01:01Parce qu'en fait, c'est l'adaptation permanente.
01:04Oui, c'est une adaptation permanente et puis ça nous permet aussi de rencontrer famille de façon plus élargie.
01:09Et est-ce que quand on est infirmière libérale comme vous, Karine, est-ce qu'on ne subit pas, d'une certaine manière,
01:14des laboratoires, des pharmacies fermées ? Est-ce que ce n'est pas compliqué de parfaitement faire son métier
01:19avec ces fermetures, parfois des horaires contraignants, une absence de personnes ?
01:24C'est-à-dire qu'il y a une organisation qui est faite à l'avance.
01:26Moi déjà, par exemple, je vérifie toutes mes ordonnances de manière à ne pas me retrouver sans médicament le 24 au soir.
01:34C'est une organisation où on se dit qu'effectivement, soit les gens ne seront pas là, soit ils seront là,
01:39mais nous, on doit faire quand même notre travail entre temps.
01:42Et après, avec les partenariats, aussi bien laboratoires que pharmacies,
01:46il y a beaucoup de communication, ça se passe toujours bien.

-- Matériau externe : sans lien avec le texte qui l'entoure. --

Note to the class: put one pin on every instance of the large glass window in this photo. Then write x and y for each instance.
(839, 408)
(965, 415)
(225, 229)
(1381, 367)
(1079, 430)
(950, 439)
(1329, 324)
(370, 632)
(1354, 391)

01:48Et loin de moi, l'idée d'être totalement inélégante, ma chère Karine,
01:52mais je crois que ça fait un peu plus de 30 ans que vous faites ce métier, c'est ça ?
01:55Oui, c'est ça.
01:56Et comment vous l'avez vu évoluer depuis que vous le pratiquez ?
01:59Quels ont été les changements qui vous ont frappé ces derniers temps, ces dernières années,
02:03ces cinq dernières années, par exemple ?

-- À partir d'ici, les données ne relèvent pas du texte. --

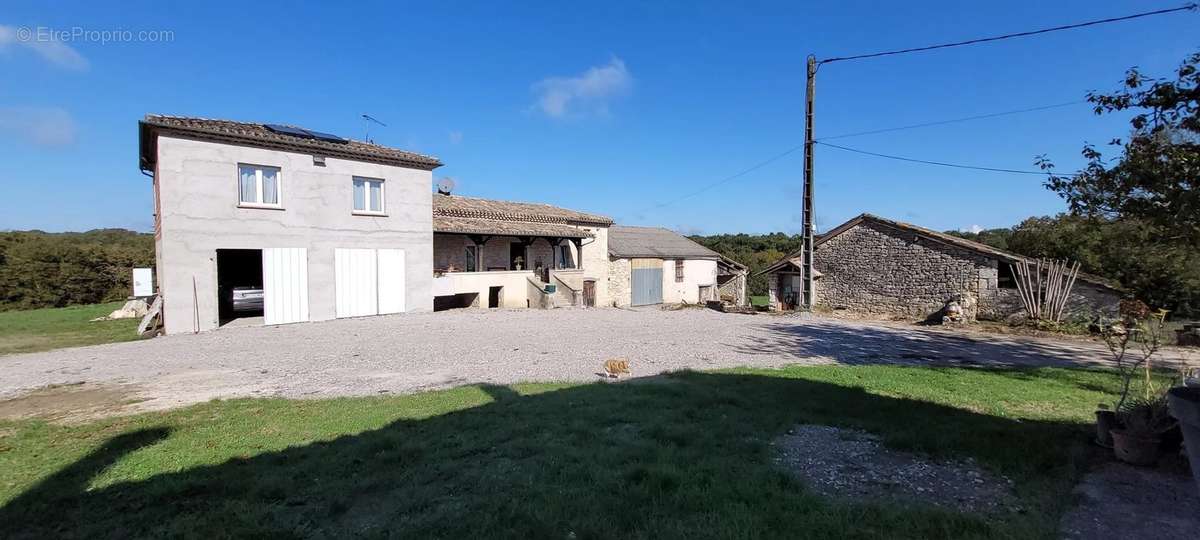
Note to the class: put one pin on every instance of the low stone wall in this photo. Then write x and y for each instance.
(733, 286)
(1086, 300)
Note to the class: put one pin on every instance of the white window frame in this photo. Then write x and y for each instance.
(258, 187)
(366, 196)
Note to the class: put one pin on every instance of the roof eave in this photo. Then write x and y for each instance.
(153, 130)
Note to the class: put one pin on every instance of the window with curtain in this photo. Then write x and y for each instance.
(564, 257)
(367, 196)
(258, 185)
(471, 256)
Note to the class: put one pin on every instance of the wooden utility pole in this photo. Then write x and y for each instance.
(808, 300)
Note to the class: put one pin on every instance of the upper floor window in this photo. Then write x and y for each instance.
(367, 196)
(258, 186)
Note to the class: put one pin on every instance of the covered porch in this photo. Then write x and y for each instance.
(487, 264)
(785, 283)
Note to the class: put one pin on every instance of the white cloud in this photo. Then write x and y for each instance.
(585, 94)
(46, 126)
(52, 51)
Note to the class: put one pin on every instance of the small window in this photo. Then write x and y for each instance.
(367, 196)
(258, 186)
(471, 257)
(564, 257)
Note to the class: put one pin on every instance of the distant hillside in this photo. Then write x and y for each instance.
(40, 269)
(756, 251)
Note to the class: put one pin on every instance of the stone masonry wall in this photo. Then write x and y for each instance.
(619, 281)
(876, 269)
(1086, 300)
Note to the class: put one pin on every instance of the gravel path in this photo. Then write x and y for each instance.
(425, 351)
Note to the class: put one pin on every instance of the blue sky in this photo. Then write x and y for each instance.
(607, 107)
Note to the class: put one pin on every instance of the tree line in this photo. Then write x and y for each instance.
(1134, 217)
(41, 269)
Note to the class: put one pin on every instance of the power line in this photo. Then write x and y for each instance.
(1191, 6)
(727, 179)
(941, 123)
(941, 163)
(793, 149)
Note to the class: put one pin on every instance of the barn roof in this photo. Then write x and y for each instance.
(947, 239)
(627, 241)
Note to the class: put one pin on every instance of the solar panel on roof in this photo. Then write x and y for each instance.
(289, 131)
(328, 137)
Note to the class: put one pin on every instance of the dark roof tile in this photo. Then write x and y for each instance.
(258, 135)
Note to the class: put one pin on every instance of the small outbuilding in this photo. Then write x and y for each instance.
(649, 265)
(876, 265)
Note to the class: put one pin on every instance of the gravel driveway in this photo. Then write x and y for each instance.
(425, 351)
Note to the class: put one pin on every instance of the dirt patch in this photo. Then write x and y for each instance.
(1123, 502)
(70, 402)
(853, 465)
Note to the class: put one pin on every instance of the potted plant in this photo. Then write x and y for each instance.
(1133, 341)
(1144, 421)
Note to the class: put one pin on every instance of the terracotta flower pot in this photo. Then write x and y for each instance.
(1135, 449)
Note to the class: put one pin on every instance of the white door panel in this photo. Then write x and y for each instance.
(355, 282)
(391, 281)
(285, 285)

02:06C'est surtout, si vous voulez, le manque de coordination essentiellement avec les hôpitaux.
02:11Bien souvent, on est devant le fait accompli, la personne est sortie à 14h,
02:15elle est chez elle à 15h, et il faut qu'on fasse toute l'organisation pour assurer les soins.

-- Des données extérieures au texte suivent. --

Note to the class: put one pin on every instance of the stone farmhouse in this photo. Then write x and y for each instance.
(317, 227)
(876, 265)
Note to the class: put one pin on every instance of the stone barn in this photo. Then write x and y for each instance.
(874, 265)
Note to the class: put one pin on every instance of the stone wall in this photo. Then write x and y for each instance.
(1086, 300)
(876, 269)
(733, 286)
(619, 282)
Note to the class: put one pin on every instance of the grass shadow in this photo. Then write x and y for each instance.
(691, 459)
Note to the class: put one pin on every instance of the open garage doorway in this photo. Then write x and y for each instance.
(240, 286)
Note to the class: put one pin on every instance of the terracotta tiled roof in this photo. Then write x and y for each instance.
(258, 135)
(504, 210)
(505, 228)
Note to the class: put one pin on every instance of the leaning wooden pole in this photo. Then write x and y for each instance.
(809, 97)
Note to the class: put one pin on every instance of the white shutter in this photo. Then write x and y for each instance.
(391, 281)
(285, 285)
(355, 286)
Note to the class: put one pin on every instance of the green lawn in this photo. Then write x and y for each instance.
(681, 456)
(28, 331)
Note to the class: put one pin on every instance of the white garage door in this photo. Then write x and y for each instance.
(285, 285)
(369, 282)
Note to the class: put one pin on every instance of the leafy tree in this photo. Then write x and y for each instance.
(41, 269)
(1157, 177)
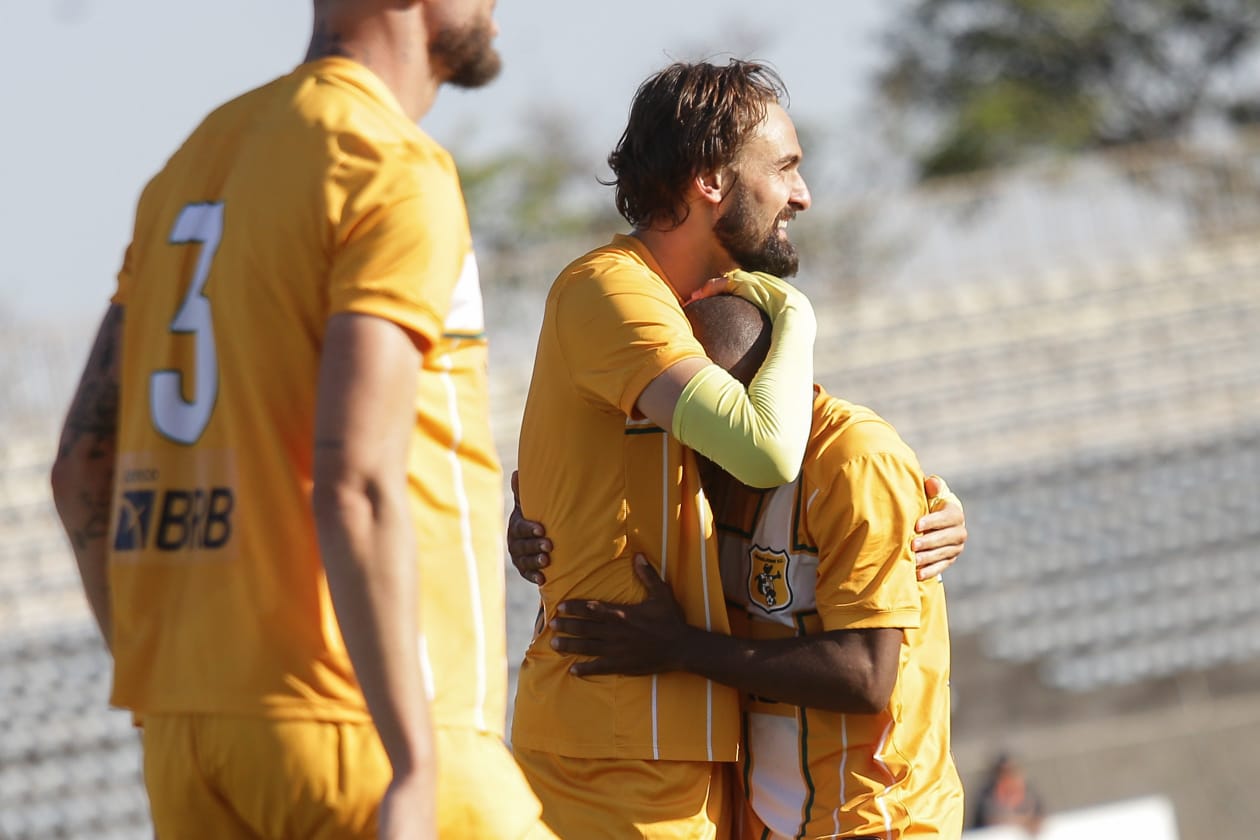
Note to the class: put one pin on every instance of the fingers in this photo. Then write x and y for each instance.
(934, 568)
(950, 515)
(936, 559)
(529, 567)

02:22Je pense que c'est dans l'air du temps, c'est-à-dire qu'on ne porte pas les uns les autres
02:27forcément de considération à ce qui se passe après.
02:29Et c'est vrai que nous, en étant à domicile et en faisant avec, entre guillemets, les moyens du bord,
02:36quelquefois, ce n'est pas évident.
02:38Et c'est ce qui a changé, qui est le plus impactant depuis quelques années,
02:44c'est ce manque d'humanité, en fait, alors qu'on fait de l'humain.
02:47Et au niveau de la patientèle, je crois que c'est comme ça qu'on dit dans votre jargon,
02:52est-ce que vous avez vu des changements aussi ?
02:54Peut-être des gens étant beaucoup plus exigeants avec le personnel médical,
02:58se rendant compte que c'est, enfin, imaginant que c'est davantage quelque chose qu'ils doivent payer,
03:05donc ils s'attendent à un certain niveau d'exigence,
03:07c'est plus considéré comme, aujourd'hui, une sorte de consommation ?
03:11C'est-à-dire que, pour l'instant, on a quand même beaucoup de pathologies qui sont prises en charge à 100%,
03:17où les gens, en fait, n'ont pas forcément d'action directe sur le fait, justement, de payer le soin.
03:23Donc, pour l'instant, nous, en tout cas, en milieu rural, on n'est pas forcément impactés par ça.
03:28Mais ensuite, oui, c'est vrai qu'à un moment donné, il faudra quand même se poser cette question
03:33de l'exigence des soins par rapport aux besoins.
03:38Mais pour l'instant, nous, on n'est pas vraiment impactés par ça.
03:41Bon, en espérant que ce métier connaisse des périodes un peu plus réjouissantes,
03:46avec des rémunérations un peu plus élevées et peut-être des journées qui s'allègent.
03:50Merci beaucoup, Karine Fressiné, d'avoir été avec nous, infirmière libérale et kinésiologue à Villefort, du côté de la Lausère.